Hinsichtlich der Fahrkompetenz zeigten sich lediglich geringfügige Unterschiede zwischen der Patienten- und der Kontrollgruppe; bei Patienten im frühen Demenzstadium war keine nennenswerte Einschränkung der Fahrkompetenz erkennbar. Die in der klinischen Demenzdiagnostik eingesetzten Testverfahren erwiesen sich als nicht geeignet, Aussagen zur Fahreignung eines Patienten zu treffen. Das heißt, ein schlechtes Abschneiden in einem neuropsychologischen Test bestätigte sich nicht zwangsläufig in einem schlechten Abschneiden in der Fahrverhaltensbeobachtung. Die lediglich moderaten Zusammenhänge der psychometrischen Testverfahren mit dem Fahrverhalten zeigen, dass diese zur Vorhersage der Fahreignung nicht ausreichen.

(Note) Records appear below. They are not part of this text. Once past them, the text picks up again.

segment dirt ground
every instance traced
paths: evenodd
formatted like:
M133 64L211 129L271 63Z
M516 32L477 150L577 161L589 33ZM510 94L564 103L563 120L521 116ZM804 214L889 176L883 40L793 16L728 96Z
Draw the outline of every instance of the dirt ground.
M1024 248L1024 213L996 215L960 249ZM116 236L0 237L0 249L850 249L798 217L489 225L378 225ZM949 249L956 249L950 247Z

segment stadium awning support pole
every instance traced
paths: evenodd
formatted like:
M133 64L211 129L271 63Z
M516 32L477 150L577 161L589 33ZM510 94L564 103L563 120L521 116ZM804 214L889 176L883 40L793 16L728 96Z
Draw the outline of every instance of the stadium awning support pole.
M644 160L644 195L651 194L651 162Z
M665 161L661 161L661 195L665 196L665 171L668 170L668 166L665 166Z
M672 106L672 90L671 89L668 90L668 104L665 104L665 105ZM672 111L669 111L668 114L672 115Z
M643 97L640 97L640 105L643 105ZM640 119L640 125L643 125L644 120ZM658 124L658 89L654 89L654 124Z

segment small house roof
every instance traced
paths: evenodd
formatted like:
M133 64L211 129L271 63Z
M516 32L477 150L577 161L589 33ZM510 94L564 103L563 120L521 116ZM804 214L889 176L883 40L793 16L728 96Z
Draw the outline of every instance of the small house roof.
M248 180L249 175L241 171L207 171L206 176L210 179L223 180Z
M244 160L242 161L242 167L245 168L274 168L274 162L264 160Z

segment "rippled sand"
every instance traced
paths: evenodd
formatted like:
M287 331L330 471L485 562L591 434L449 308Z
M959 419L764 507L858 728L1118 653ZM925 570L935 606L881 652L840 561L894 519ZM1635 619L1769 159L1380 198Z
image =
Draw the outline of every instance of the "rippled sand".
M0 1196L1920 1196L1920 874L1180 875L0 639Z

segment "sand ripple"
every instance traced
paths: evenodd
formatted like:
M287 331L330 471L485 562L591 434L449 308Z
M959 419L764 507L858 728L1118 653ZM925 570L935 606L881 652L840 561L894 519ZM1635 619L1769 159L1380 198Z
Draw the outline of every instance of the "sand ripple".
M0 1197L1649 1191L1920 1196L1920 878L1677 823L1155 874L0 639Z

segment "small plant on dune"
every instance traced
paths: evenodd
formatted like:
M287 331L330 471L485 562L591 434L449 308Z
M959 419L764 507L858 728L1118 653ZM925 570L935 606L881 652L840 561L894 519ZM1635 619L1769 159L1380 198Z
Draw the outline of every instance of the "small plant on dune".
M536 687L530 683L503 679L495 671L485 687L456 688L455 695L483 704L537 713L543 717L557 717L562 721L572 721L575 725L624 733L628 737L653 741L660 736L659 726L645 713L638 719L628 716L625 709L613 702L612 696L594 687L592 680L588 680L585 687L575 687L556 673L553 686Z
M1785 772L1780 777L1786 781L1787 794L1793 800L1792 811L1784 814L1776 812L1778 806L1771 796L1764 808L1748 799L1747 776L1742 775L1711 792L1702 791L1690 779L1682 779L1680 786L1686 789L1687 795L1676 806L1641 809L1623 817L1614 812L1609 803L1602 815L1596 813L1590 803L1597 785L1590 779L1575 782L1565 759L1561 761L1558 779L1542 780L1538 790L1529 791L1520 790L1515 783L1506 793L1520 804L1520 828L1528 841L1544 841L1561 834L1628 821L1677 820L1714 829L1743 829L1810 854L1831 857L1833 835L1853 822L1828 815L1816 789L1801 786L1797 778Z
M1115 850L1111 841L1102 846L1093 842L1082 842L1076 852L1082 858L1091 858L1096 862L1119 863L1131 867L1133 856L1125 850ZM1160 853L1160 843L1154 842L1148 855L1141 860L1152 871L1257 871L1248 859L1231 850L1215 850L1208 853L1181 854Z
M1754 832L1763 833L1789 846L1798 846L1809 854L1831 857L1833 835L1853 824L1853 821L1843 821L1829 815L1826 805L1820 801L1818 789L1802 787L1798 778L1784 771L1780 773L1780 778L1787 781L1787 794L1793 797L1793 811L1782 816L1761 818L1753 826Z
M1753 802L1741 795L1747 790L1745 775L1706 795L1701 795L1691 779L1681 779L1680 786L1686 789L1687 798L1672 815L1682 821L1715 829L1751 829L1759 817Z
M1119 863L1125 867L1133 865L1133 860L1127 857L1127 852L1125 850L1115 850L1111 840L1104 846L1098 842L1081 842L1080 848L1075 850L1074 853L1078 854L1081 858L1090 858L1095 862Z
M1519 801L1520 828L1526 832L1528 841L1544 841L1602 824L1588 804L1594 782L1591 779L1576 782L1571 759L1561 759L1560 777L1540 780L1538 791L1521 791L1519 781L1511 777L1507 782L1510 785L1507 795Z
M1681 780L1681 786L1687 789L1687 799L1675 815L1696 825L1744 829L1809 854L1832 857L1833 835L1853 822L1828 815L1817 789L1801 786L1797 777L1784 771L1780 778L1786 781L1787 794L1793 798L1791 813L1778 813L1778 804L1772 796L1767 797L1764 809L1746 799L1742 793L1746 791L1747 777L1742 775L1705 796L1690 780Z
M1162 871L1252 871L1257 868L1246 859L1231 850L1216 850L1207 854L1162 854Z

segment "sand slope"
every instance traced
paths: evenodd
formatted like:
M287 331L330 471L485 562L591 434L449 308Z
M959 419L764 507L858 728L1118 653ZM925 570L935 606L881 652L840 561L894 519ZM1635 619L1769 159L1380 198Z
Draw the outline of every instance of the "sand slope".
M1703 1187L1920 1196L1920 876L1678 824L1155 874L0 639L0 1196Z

Empfohlen wird daher die Durchführung einer Fahrverhaltensbeobachtung.

Folgerungen

Autofahrer mit leichter Demenz können über ein erhebliches Leistungspotenzial sowie über Kompensationsmechanismen verfügen, die eine sichere Teilnahme am Straßenverkehr gewährleisten können. Das kompensatorische Verhalten und die Fahrkompetenz lassen sich durch gezielte Beratung und Training verbessern. Zur Beurteilung der Fahreignung ist die Durchführung einer Fahrverhaltensbeobachtung dringend anzuraten. Die aktuellen Ergebnisse weisen darauf hin, dass die in der klinischen Demenzdiagnostik eingesetzten Testverfahren nicht geeignet sind, die Fahreignung eines Patienten zu beurteilen, und daher durch gezielte Neuentwicklungen ergänzt werden sollten. Hierbei kämen beispielsweise Testverfahren zur Entfernungsschätzung, zur längerfristigen visuellen Aufmerksamkeitsleistung unter erhöhten Anforderungen (visuell-räumlich, Aufmerksamkeitsteilung) und zur Erfassung der Reaktion auf unerwartete, plötzliche, nicht oder kaum vorhersagbare Ereignisse in Betracht.